Avec la meilleure volonté du monde, notre société occidentale hyper sophistiquée glisse progressivement vers l’obsession de la sécurité maximale, qui entraîne une véritable boulimie de légifération de la part des autorités locales, nationales et supranationales. Il en résulte non seulement une bureaucratie tentaculaire pour toute la société, mais un état d’esprit totalement contraire à l’esprit entrepreneurial. C’est peu dire que l’économie en ressent de plus en plus les effets néfastes.
Cette recherche effrénée de la sécurité absolue conduisant les entreprises à adopter des règles visant à atteindre le risque zéro, les effets négatifs sur la performance guettent l’économie à terme. Car qui cherche le risque zéro se verra dans l’impossibilité d’atteindre des résultats acceptables, sans même parler de résultats ambitieux.
Tout manager est un gestionnaire de risque en puissance. En poussant le raisonnement, on peut même dire que toute personne exerçant une activité, quelle qu’elle soit, au privé comme au professionnel, est appelée à gérer des risques. Le fait de se lever le matin en constitue déjà un.
Mais que veut dire gérer des risques ?
La réponse peut se résumer en quelques mots : peser le poids du risque en fonction du résultat que l’on cherche à obtenir puis, une fois la décision prise, assumer les éventuelles conséquences d’un risque avéré.
Chaque personne au sein de l’entreprise est appelée à devoir procéder à ce type d’évaluation et, en définitive, à prendre une certaine part de risque. Bien évidemment, ce dernier augmente avec le niveau de responsabilité. Dans certaines professions (chirurgie, par exemple), les décisions peuvent avoir des conséquences mortelles. Au niveau du sommet de la hiérarchie d’une entreprise, elles peuvent mettre en jeu l’existence de cette dernière.
Il est donc vital, pour tout décideur, d’être capable de vivre avec cette notion d’exposition au risque, sous peine de ne plus pouvoir décider et, de ce fait, de ne simplement plus pouvoir assumer les tâches pour lesquelles il a été désigné. En allant plus loin dans le raisonnement, il conviendra d’avoir la capacité de prendre sciemment des risques, après avoir soigneusement pesé ceux-ci en fonction du résultat recherché et, naturellement, des conséquences éventuelles d’une tournure négative des événements.
Soulignons, à cet égard, que l’expérience des décideurs représentera un atout clé pour assumer les dilemmes quotidiens auquel ils sont confrontés. Plus la personne aura été confrontée à des situations diverses et variées dans sa carrière, plus elle aura développé des aptitudes à gérer des choix cornéliens, ce d’autant plus que certaines décisions doivent parfois être prises dans l’urgence. Les formations académiques les plus poussées ne pourront compenser que très partiellement la jeunesse, donc l’inexpérience.
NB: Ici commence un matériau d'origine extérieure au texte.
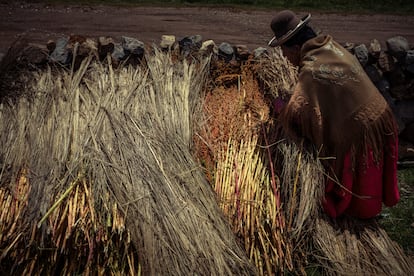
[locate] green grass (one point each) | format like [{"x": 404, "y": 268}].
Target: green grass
[
  {"x": 398, "y": 221},
  {"x": 354, "y": 6}
]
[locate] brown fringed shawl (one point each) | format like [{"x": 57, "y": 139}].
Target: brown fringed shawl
[{"x": 336, "y": 106}]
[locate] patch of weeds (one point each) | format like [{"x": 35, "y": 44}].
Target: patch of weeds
[{"x": 398, "y": 221}]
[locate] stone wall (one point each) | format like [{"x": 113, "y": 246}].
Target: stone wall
[{"x": 391, "y": 68}]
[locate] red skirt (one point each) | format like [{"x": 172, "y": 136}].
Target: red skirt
[{"x": 362, "y": 191}]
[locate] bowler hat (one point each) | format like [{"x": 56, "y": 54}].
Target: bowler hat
[{"x": 285, "y": 25}]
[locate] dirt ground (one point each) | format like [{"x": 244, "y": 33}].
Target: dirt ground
[{"x": 40, "y": 22}]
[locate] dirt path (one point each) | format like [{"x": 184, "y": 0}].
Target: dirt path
[{"x": 40, "y": 22}]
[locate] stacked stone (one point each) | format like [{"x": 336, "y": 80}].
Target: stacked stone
[{"x": 392, "y": 71}]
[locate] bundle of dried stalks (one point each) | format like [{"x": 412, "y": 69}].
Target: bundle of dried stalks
[
  {"x": 278, "y": 74},
  {"x": 358, "y": 247},
  {"x": 248, "y": 190},
  {"x": 278, "y": 217},
  {"x": 107, "y": 156}
]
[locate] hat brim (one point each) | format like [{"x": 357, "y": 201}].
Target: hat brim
[{"x": 277, "y": 42}]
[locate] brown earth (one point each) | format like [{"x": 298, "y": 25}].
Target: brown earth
[{"x": 41, "y": 22}]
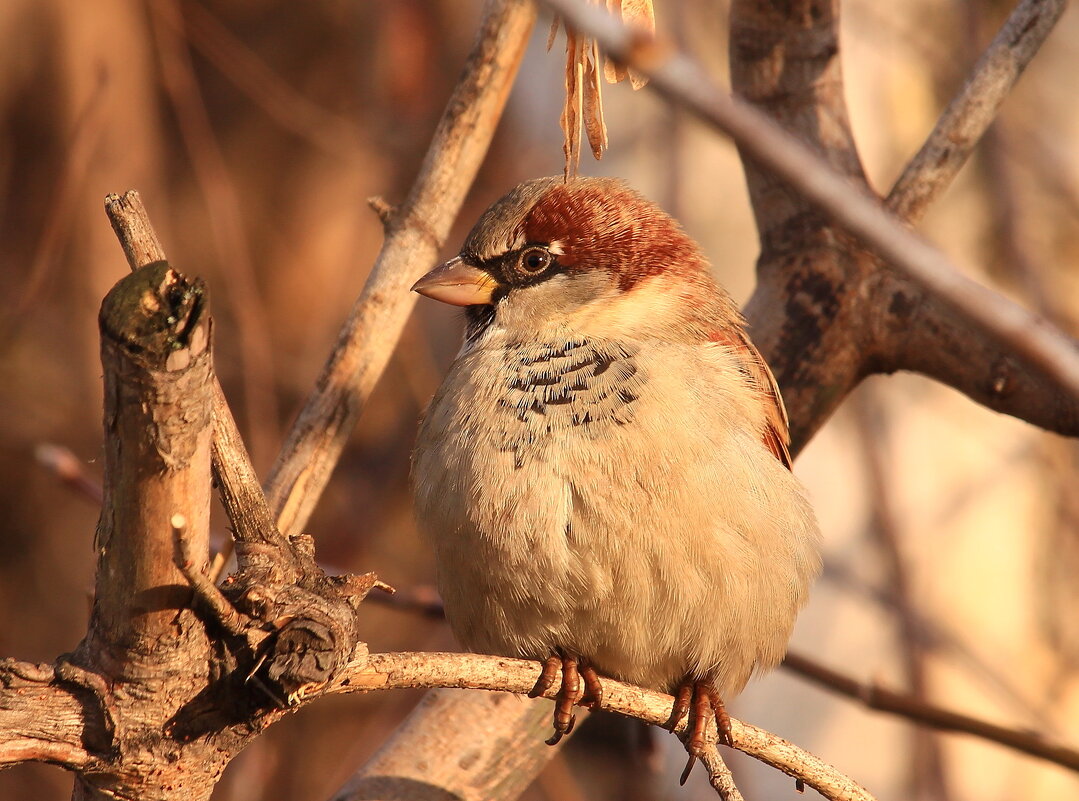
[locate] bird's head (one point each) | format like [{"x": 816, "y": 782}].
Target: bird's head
[{"x": 590, "y": 254}]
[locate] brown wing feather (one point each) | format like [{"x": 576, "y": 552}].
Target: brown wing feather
[{"x": 777, "y": 436}]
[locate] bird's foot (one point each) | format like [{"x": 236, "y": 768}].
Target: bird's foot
[
  {"x": 702, "y": 703},
  {"x": 570, "y": 691}
]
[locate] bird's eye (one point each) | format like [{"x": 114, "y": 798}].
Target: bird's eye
[{"x": 534, "y": 260}]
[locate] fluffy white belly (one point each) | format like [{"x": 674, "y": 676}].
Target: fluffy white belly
[{"x": 581, "y": 499}]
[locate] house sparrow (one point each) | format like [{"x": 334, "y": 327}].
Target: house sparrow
[{"x": 604, "y": 472}]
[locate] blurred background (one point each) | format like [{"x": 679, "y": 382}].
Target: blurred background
[{"x": 256, "y": 130}]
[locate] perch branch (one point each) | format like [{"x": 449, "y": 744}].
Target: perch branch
[
  {"x": 680, "y": 79},
  {"x": 386, "y": 670},
  {"x": 971, "y": 112}
]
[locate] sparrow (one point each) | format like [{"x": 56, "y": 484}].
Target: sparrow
[{"x": 604, "y": 472}]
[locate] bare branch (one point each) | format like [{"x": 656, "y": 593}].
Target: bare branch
[
  {"x": 385, "y": 670},
  {"x": 241, "y": 493},
  {"x": 155, "y": 353},
  {"x": 784, "y": 59},
  {"x": 971, "y": 112},
  {"x": 678, "y": 78},
  {"x": 413, "y": 240},
  {"x": 41, "y": 720},
  {"x": 915, "y": 330},
  {"x": 877, "y": 697}
]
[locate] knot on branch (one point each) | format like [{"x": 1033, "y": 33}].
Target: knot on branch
[
  {"x": 155, "y": 327},
  {"x": 297, "y": 624}
]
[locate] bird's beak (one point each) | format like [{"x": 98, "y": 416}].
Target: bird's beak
[{"x": 458, "y": 283}]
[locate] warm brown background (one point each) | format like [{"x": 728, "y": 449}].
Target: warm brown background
[{"x": 256, "y": 130}]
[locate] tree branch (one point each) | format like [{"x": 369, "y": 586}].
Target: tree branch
[
  {"x": 241, "y": 493},
  {"x": 815, "y": 300},
  {"x": 413, "y": 239},
  {"x": 386, "y": 670},
  {"x": 43, "y": 721},
  {"x": 155, "y": 353},
  {"x": 971, "y": 112}
]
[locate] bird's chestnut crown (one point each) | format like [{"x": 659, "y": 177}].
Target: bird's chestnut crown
[{"x": 547, "y": 227}]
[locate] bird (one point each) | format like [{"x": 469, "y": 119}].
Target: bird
[{"x": 604, "y": 472}]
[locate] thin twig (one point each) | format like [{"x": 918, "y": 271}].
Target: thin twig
[
  {"x": 413, "y": 240},
  {"x": 387, "y": 670},
  {"x": 927, "y": 770},
  {"x": 883, "y": 700},
  {"x": 66, "y": 466},
  {"x": 971, "y": 112},
  {"x": 226, "y": 223},
  {"x": 678, "y": 78}
]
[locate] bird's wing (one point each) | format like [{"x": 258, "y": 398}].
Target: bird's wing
[{"x": 777, "y": 436}]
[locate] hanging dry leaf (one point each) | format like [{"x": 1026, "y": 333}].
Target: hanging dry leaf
[
  {"x": 593, "y": 103},
  {"x": 613, "y": 71},
  {"x": 571, "y": 112},
  {"x": 584, "y": 104}
]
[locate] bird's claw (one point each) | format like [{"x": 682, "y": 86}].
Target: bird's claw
[
  {"x": 702, "y": 703},
  {"x": 570, "y": 691}
]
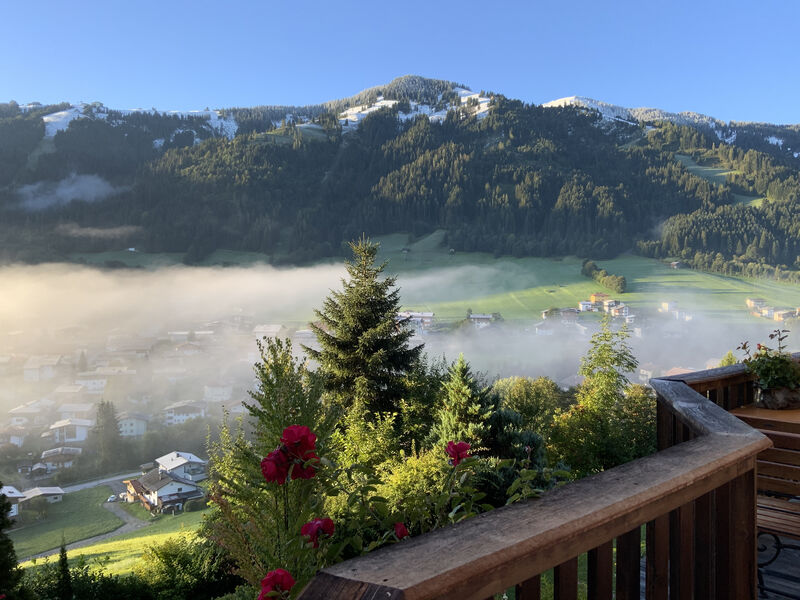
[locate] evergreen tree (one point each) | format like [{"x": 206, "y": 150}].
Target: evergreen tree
[
  {"x": 10, "y": 573},
  {"x": 365, "y": 352},
  {"x": 466, "y": 409},
  {"x": 64, "y": 583},
  {"x": 106, "y": 439}
]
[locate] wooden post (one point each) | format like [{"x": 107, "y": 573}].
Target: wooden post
[{"x": 600, "y": 566}]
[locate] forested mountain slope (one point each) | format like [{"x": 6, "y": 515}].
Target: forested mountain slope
[{"x": 499, "y": 175}]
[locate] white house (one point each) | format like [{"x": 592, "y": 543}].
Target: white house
[
  {"x": 157, "y": 490},
  {"x": 132, "y": 424},
  {"x": 14, "y": 496},
  {"x": 42, "y": 368},
  {"x": 60, "y": 458},
  {"x": 184, "y": 465},
  {"x": 71, "y": 430},
  {"x": 51, "y": 494},
  {"x": 180, "y": 412}
]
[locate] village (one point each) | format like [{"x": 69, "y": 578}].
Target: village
[{"x": 159, "y": 381}]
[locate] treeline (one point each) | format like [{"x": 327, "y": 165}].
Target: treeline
[{"x": 615, "y": 283}]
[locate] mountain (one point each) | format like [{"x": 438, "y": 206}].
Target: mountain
[{"x": 575, "y": 176}]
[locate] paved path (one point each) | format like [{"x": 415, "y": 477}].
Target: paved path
[
  {"x": 131, "y": 523},
  {"x": 96, "y": 482}
]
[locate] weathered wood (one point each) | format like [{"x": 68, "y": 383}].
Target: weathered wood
[
  {"x": 628, "y": 575},
  {"x": 703, "y": 546},
  {"x": 599, "y": 567},
  {"x": 681, "y": 560},
  {"x": 779, "y": 455},
  {"x": 743, "y": 536},
  {"x": 497, "y": 550},
  {"x": 657, "y": 561},
  {"x": 530, "y": 589},
  {"x": 565, "y": 580}
]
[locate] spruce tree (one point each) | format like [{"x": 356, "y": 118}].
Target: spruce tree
[
  {"x": 466, "y": 409},
  {"x": 364, "y": 352},
  {"x": 10, "y": 573}
]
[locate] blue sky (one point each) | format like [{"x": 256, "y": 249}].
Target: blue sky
[{"x": 735, "y": 60}]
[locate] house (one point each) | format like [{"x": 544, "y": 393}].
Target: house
[
  {"x": 420, "y": 321},
  {"x": 43, "y": 367},
  {"x": 184, "y": 465},
  {"x": 157, "y": 490},
  {"x": 51, "y": 494},
  {"x": 76, "y": 411},
  {"x": 60, "y": 458},
  {"x": 132, "y": 424},
  {"x": 754, "y": 303},
  {"x": 180, "y": 412},
  {"x": 267, "y": 330},
  {"x": 217, "y": 392},
  {"x": 14, "y": 496},
  {"x": 71, "y": 430},
  {"x": 480, "y": 320},
  {"x": 14, "y": 435}
]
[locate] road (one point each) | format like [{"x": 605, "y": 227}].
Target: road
[{"x": 131, "y": 523}]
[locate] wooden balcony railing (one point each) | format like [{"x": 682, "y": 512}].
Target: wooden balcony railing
[{"x": 695, "y": 496}]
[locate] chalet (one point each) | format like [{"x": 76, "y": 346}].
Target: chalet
[
  {"x": 42, "y": 368},
  {"x": 76, "y": 411},
  {"x": 51, "y": 494},
  {"x": 480, "y": 320},
  {"x": 71, "y": 430},
  {"x": 598, "y": 298},
  {"x": 217, "y": 392},
  {"x": 420, "y": 321},
  {"x": 14, "y": 435},
  {"x": 132, "y": 424},
  {"x": 14, "y": 496},
  {"x": 184, "y": 465},
  {"x": 272, "y": 330},
  {"x": 60, "y": 458},
  {"x": 180, "y": 412},
  {"x": 157, "y": 490}
]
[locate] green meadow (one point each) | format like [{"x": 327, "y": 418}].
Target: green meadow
[
  {"x": 119, "y": 554},
  {"x": 80, "y": 515}
]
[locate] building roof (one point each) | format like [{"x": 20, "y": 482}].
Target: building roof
[
  {"x": 34, "y": 492},
  {"x": 10, "y": 491},
  {"x": 77, "y": 422},
  {"x": 175, "y": 459},
  {"x": 154, "y": 480}
]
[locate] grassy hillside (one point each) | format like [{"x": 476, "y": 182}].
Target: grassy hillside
[
  {"x": 122, "y": 552},
  {"x": 78, "y": 516}
]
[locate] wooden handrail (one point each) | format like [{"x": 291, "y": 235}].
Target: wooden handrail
[{"x": 513, "y": 545}]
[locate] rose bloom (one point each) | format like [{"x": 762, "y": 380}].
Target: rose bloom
[
  {"x": 275, "y": 466},
  {"x": 299, "y": 441},
  {"x": 278, "y": 580},
  {"x": 315, "y": 527},
  {"x": 457, "y": 451}
]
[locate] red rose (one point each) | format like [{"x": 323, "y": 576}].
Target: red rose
[
  {"x": 278, "y": 580},
  {"x": 315, "y": 527},
  {"x": 457, "y": 451},
  {"x": 275, "y": 466},
  {"x": 299, "y": 441}
]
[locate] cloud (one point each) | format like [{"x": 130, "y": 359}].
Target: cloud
[{"x": 44, "y": 194}]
A contrario, les systèmes de rémunérations doivent être pensés de sorte que la fonction de gestionnaire de risque ne soit pas pervertie par une avidité qui pousse le décideur à adopter une conduite suicidaire. La crise financière qui a résulté d’une vision à très court terme stimulée par les perspectives de profits immédiats et énormes en est le meilleur exemple.
De la même façon, l’hyper réglementation qui règne aujourd’hui doit faire l’objet d’une profonde réflexion sur le fonctionnement de notre société, sous peine de neutraliser les performances économiques avec les conséquences désastreuses que l’on peut imaginer.
Il n’est pas rare d’entendre des collaborateurs extrêmement performants se plaindre d’être finalement punis pour leur capacité de production hors normes, puisqu’elle leur fait subir une inflation proportionnelle de bureaucratie et, de plus en plus souvent, une surveillance accrue sur fond de suspicion. Le corollaire en est une tendance à éviter de dépasser la moyenne, afin de ne pas être enseveli. Certains collaborateurs et même des cadres décident d’ailleurs de lever le pied afin de se mettre dans le rang, empêchant ainsi l’entreprise de bénéficier de performances exceptionnelles. Il s’agit d’un véritable nivellement par le bas.
Dans ce contexte, la pression sur les managers va grandissante. Il doivent, plus que jamais, être capables de créer une culture de la gestion du risque qui permette à l’entreprise d’être « compliant » tout en atteignant des résultats ambitieux. Cela demande de fortes convictions que les belles réalisations sans prise de risque n’existent tout simplement pas et que, à fortiori, vouloir placer le curseur sur zéro signifiera la mort de l’entreprise.
La fonction de manager fait appel, plus que jamais, à des qualités comme le courage et l’esprit d’abnégation.